Thanks to NRA pressure, 13 of the 14 states colored green have passed laws that eliminated their required permits for carrying a concealed firearm. The 14th, Vermont, has never required permits. As you can see by comparing this map with the one in the text below, laws governing the issuance of concealed-carry permits have changed dramatically in the past 33 years.
It was encouraging last week to see the U.S. House Judiciary Committee pass and send a gun reform bill to the full House for the first time in 23 years. That bill would require what 11 states and the District of Columbia already do: a federal background check on everyone who obtains a firearm from any source, whether it is purchased, gifted, or borrowed, with narrow exceptions. It will no doubt pass the House, since it has 231 co-sponsors, including five Republicans. But it has zero chance of clearing the Senate, given the Republican majority there.
In 1986, 15 states would not issue a concealed handgun permit to anyone except law enforcement, and 25 others only did so under strict rules that kept most people from obtaining one. Only a single state, Vermont, required no permit. As you can see by comparing this map with the one that leads this post, today 14 states require no permit and no state refuses to issue a permit to all comers.
On the discouraging side is the decade-long campaign pushing other states to pass a different kind of change in gun laws. Advocates of loosening gun restrictions call it “constitutional carry.” And while the particulars differ slightly from state to state in the 14 that have passed such laws, the essence everywhere is to allow anyone who can legally purchase a firearm to legally carry it, openly or concealed, virtually anywhere they wish. Some of these states already allow open carry without a permit.
South Dakota’s no-permit-needed law came into effect last month. And right now, legislatures in at least three more states—North Carolina, Oklahoma, Kentucky—are at various stages of seriously considering similar laws. Legislators in other states, including Alabama and Iowa, are also looking at possible moves in this direction, but their efforts are in the early stages, and past attempts there have failed.
The extremists pushing the change—led, of course, by the National Rifle Association—view the Second Amendment as absolute. In their view, there should be no restrictions on the carrying of firearms, except by felons and minors. This view goes farther than the U.S. Supreme Court’s landmark 2008 ruling in District of Columbia v. Heller that D.C. residents have the right to possess handguns at home for self-defense, and the 2010 extension of that decision to all the states and territories in McDonald v. City of Chicago. What the court did not rule on in those cases or since is whether states and localities can prohibit the carrying of concealed firearms in public spaces.
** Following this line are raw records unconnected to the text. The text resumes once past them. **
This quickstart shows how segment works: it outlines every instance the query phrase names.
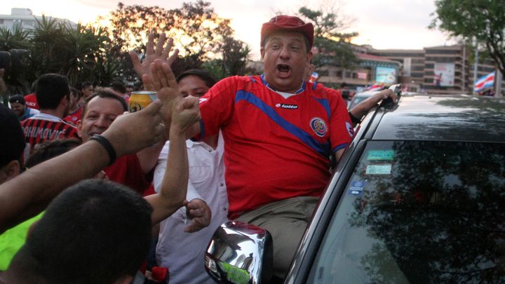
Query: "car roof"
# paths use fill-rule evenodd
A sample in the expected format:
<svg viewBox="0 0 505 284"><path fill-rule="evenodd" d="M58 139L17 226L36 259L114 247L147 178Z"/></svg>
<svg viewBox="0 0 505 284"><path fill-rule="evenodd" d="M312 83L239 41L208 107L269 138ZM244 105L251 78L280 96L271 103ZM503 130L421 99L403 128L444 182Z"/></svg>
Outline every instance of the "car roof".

Starting in 1985, the NRA began a campaign to change state laws on the issuing of permits to carry concealed firearms. At the time, 16 states would not issue such permits at all, 25 could issue them but usually did so under very strict rules about who could obtain one (so-called “may issue” states), eight would issue them to nearly anyone who could legally own a firearm (“shall issue” states), and one, Vermont, required no permit at all and never had.
That map changed dramatically over the next quarter-century. By 2010, only two states still would not issue any concealed-carry permits. Nine were in the restrictive “may issue” category, 37 in the lax “shall issue” category, and two required no permits, Alaska having adopted the Vermont model. That same year, the NRA and its advocates cranked up the next phase of their campaign. Now the focus was on getting rid of permits altogether. If the three states now at various stages of considering this move wind up passing no-permit-needed laws, 17—a third of the states—will allow any citizen legally owning a handgun to carry it concealed without training or a permit.